Tuesday, July 01, 2014

There Is No Religion In France

On the heels of the decision by the US Supreme Court in regard to religious liberty comes a ruling from the EU Court of Human Rights, and it, too, deals with religion.

American culture is so pervasive that non-Americans can easily forget that they have no guarantee to be free to worship as they see fit. Because in some countries in Europe, you can't.

Especially in France. They really don't believe in religion. You can't fault them, of course. When they rebelled against their king, the Catholic Church was a powerful and wealthy organization that worked hand in glove with the ruling classes, keeping the hoi-polloi suppressed. With so little love of organized religion from the start, is it any wonder that modern France has essentially codified a "no religion" stance?

Muslim women residing in France brought their exceptionally conservative cultural practices with them from Algeria, among many African nations once part of the French empire. As the population of immigrants soared, so too did French discomfort with roaming, shapeless sacks with eyes. If one of them committed a crime there was no identifying her, and who knew what was hidden under that billowing robe? She presents a document but how do you know it's really her if you can't see her face and compare a picture on an ID card?

The all-encompassing burqa presented a problem, but it also represented religion on legs, and so the French wrote a law banning the public wearing of face veils in 2011. Secular is all the rage in France, and secularism is the only permitted religion. Women could not opt to wear a veil if they wanted to, whether it was at their own desire or a demand from a male family member. There could be no public displays of Islam because in France there are no public displays of religion.
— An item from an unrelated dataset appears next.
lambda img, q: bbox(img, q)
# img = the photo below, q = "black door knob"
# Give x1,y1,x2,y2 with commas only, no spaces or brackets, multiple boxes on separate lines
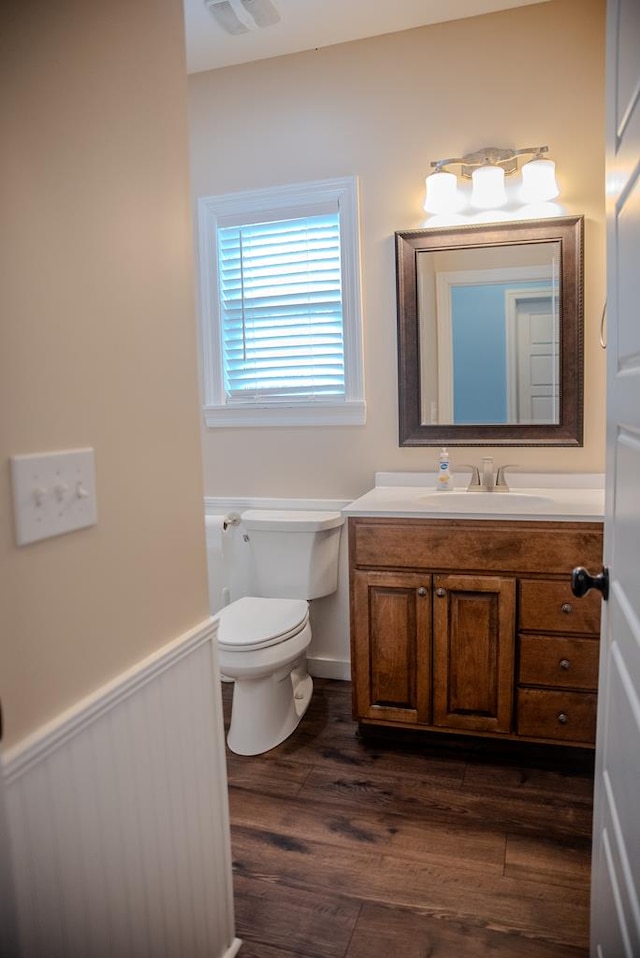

One woman sued, insisting that she liked covering from head to toe. It was her right, was it not, to practice her faith in her way? It wasn't a burden. It was not a demand made upon her, thereby infringing on her rights as a French citizen.

The EU court has said no, she doesn't have that right.

France is within its rights as a sovereign nation, and one that is known around the world for its fashion, to ban the wearing of face veils in public. Wear it at home all you like. But in public, off it comes.

Why is that?

Because in the EU, everyone must live together. By dressing in a non-EU manner, the Muslim women are trying to live apart, and that is an issue that overrides a woman's right to cover her face. With her face covered, she retreats from a society in which facial recognition is the norm. The veil serves as a wall to cut off interaction, and that is not what the EU is all about.

Practice your religion in the privacy of your home, but it must stay there behind closed doors. On the streets, you are just another member of the European Union and there is no religion in a bureaucracy.